Los conceptos en los que se sostiene la escritura con IA
Los científicos establecieron tres ideas que los estudiantes deben entender si pretenden escribir buenos textos usando la Inteligencia Artificial. La primera de ellas es que deben experimentar, no es introducir una orden o un dato y quedarse con lo primero salga. “No van a encontrar una respuesta perfecta y tampoco se va a generar automáticamente lo que se necesite”, asegura Anders, “esto requiere ensayo error, probar, revisar, y volver a intentarlo”.
Escribir usando la IA, señalan como segundo pilar a tener en cuenta, es aportar conocimiento y criterio humano. Pero aunque aparezcan textos con frases bien estructuradas, apariencia humana y un tono correcto, no suelen responder a lo que se estaba buscando. “La IA suena inteligente”, asegura el investigador, “pero esto puede engañar a los estudiantes, haciendo que confíen en ella al cien por cien incluso cuando pueden demostrar que está confundida o que no ha entendido el punto central”.

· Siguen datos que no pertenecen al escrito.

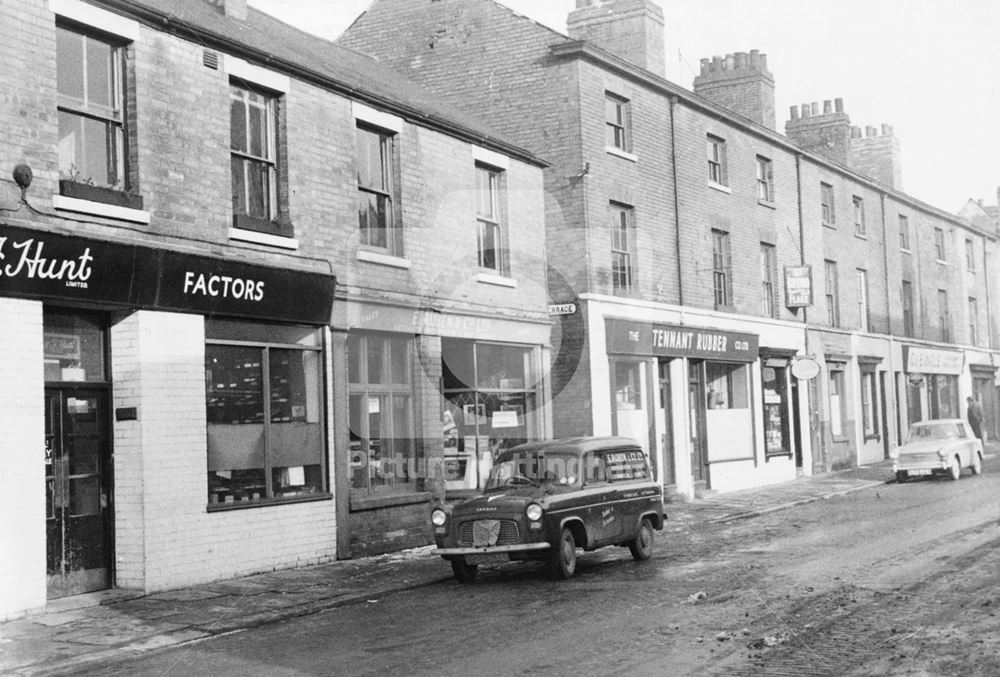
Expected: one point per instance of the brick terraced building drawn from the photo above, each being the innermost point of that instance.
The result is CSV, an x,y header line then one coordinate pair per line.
x,y
253,288
749,305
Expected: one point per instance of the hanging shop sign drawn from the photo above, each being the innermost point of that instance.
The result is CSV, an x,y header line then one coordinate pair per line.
x,y
932,361
798,286
40,265
643,338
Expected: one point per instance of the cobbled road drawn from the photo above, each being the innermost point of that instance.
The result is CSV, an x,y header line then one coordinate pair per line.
x,y
897,579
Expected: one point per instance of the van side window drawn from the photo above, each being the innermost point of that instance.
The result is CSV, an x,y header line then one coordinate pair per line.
x,y
627,464
595,469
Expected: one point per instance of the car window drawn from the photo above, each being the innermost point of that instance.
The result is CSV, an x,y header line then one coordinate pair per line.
x,y
922,432
626,465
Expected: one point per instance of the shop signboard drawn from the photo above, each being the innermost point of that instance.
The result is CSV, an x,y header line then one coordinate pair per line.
x,y
932,361
644,338
49,266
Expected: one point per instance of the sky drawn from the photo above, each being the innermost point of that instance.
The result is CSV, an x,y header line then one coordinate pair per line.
x,y
929,68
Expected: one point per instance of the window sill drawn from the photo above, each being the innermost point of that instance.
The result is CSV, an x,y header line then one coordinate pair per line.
x,y
359,503
618,152
267,502
497,280
383,259
263,238
72,204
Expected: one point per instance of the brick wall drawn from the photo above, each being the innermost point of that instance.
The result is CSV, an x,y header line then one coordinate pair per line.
x,y
22,420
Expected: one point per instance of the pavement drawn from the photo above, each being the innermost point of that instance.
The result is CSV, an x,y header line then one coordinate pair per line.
x,y
73,633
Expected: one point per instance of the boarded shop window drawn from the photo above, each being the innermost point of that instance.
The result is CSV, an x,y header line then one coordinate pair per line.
x,y
264,414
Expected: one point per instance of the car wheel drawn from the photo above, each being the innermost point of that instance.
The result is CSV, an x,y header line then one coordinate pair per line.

Esto se conoce como ‘la trampa de la fluidez’ que es cuando el texto generado puede parecer correcto por su forma pero no quiere decir que sea riguroso, exacto o comprensible. “Es importante que los estudiantes aprendan a preguntarse por lo que ofrece la IA y no se limiten a copiarlo”.
Es un refuerzo, no una sustitución
El tercer concepto que aparece en el trabajo de investigación tiene que ver con la propiedad del texto. Para los dos expertos, escribir con IA no puede en ningún caso reemplazar la capacidad del estudiante, ya que se trata de complementarla. “Deben reconocer que aunque la IA pueda generar texto pero no responde a la intención de quien ha dado las instrucciones”.

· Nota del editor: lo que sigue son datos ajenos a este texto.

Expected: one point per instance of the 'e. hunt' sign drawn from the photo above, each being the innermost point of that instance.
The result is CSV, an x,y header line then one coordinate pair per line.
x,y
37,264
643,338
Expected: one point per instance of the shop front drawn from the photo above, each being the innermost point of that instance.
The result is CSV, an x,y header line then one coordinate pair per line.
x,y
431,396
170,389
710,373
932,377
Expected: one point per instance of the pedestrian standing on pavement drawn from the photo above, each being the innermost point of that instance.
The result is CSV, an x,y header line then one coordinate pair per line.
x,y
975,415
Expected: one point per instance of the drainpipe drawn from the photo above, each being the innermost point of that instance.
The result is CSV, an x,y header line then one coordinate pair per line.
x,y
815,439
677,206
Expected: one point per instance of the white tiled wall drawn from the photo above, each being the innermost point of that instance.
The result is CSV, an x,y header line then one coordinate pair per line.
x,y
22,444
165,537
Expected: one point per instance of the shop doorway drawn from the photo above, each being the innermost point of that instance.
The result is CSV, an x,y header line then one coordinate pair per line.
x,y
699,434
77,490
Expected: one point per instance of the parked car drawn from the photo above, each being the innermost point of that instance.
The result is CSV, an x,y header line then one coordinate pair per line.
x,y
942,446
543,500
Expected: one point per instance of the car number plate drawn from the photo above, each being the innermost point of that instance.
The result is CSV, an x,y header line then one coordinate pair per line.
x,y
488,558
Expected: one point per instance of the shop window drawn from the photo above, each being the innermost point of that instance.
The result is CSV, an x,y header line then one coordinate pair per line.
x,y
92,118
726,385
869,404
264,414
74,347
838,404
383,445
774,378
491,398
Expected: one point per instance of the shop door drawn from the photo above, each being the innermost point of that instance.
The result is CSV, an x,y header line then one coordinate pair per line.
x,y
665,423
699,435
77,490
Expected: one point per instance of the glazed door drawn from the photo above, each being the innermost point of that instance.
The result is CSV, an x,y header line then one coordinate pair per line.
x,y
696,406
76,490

El cambio es para “orquestar y externalizar el trabajo y no para sustituirlo, los estudiantes dejan de usar la IA para no tener que escribir y la empiezan a emplear para elaborar posibilidades, probar ideas y refinar el pensamiento”.
“La IA cambia el flujo de trabajo pero no el hecho de que escribir es pensar”
Los autores apuntan a que es importante aprender a usar estas herramientas aunque “no cambia el hecho de que escribir es pensar”, asegura Anders para quien “los estudiantes deben aprender a tomar decisiones, marcar la dirección en la que quieren que vaya la IA y dar forma al significado”.
Los alumnos que terminaron este curso aseguraron que se volvieron críticos y autosuficientes en sus decisiones y que en vez de tratar la IA como un atajo empezaron a usarla para evaluar ideas, alternativas y reforzar sus argumentos. “En el momento en que aprenden a ser ellos quienes dirijan la IA en vez de depender de ella, se convierten en mejores escritores”. “Esta será la habilidad que importe más allá de que cambien las herramientas”.